Zu "Sinister" lässt es sich vortrefflich gruseln. Allein, die Geschichte ist zu lückenhaft.

Zu "Sinister" lässt es sich vortrefflich gruseln. Allein, die Geschichte ist zu lückenhaft.

Blut, Gedärme und abgetrennte Gliedmaßen sind eklig, keine Frage. Doch der eigentliche Grusel findet eher auf der psychischen Ebene statt. Sein Publikum wohlig erschauern zu lassen, das ist die wahre Kunst des Horrorkinos.
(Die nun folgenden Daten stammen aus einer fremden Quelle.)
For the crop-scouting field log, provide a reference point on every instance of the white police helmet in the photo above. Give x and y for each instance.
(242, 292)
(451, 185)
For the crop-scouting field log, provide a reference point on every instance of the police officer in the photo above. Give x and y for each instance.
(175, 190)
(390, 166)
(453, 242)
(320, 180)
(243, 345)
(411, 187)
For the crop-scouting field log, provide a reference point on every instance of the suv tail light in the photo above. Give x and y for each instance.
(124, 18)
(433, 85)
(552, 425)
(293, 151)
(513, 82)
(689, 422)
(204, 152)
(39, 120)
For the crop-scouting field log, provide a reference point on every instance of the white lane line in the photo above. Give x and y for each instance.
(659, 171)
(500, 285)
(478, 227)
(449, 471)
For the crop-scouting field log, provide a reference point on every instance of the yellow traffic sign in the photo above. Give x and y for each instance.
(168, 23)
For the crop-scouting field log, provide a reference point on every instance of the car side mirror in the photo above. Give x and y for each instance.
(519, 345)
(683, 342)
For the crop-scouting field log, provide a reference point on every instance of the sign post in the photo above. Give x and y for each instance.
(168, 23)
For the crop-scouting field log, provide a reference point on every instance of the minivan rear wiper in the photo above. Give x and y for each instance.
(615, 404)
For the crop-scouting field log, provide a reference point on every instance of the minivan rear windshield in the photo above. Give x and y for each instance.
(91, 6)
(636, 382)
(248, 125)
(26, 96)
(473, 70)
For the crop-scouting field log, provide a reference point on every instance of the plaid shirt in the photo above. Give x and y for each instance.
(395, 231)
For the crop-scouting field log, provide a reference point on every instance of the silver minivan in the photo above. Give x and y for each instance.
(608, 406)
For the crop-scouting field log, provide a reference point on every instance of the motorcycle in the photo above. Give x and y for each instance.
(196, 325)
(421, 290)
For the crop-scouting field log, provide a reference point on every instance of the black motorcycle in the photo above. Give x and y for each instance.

Scott Derrickson, der bereits mit "Der Exorzismus der Emily Rose" (2005) bewies, dass er sein Handwerk versteht, schickt in seinem gekonnt choreografierten Schocker "Sinister" nun Ethan Hawke durch seine ganz persönliche Hölle. Rückendeckung holt er sich dabei von Produzent Jason Blum, der der "Paranormal Activity"-Reihe zu wahren Höhenflügen verhalf. Was macht es bei solch klangvollen Namen schon aus, dass es der Story gelegentlich etwas an Logik und Substanz mangelt?

Kriminalautor Ellison Oswalt (Hawke) schreibt für sein Leben gerne über echte Mordfälle und braucht dringend einen weiteren Besteller, um die Haushaltskasse wieder ins Plus zu bringen. Eine geeignete Story wittert er in einem beschaulichen Nest in Pennsylvania, wo gerade eine Familie aufs Grausamste hingerichtet wurde. Auf welche Weise, das erfährt der Zuschauer in einer geduldigen, langen Einstellung direkt in der surreal anmutenden Eröffnungssequenz: Vier Körper baumeln noch zappelnd am dicken Ast eines Baumes, der sich im Garten des Hauses befindet, in das Oswalt bald darauf mit seiner Frau Tracy (Juliet Rylance) und den beiden Kindern Trevor (Michael Hall D'Addario) und Ashley (Clare Foley) einzieht.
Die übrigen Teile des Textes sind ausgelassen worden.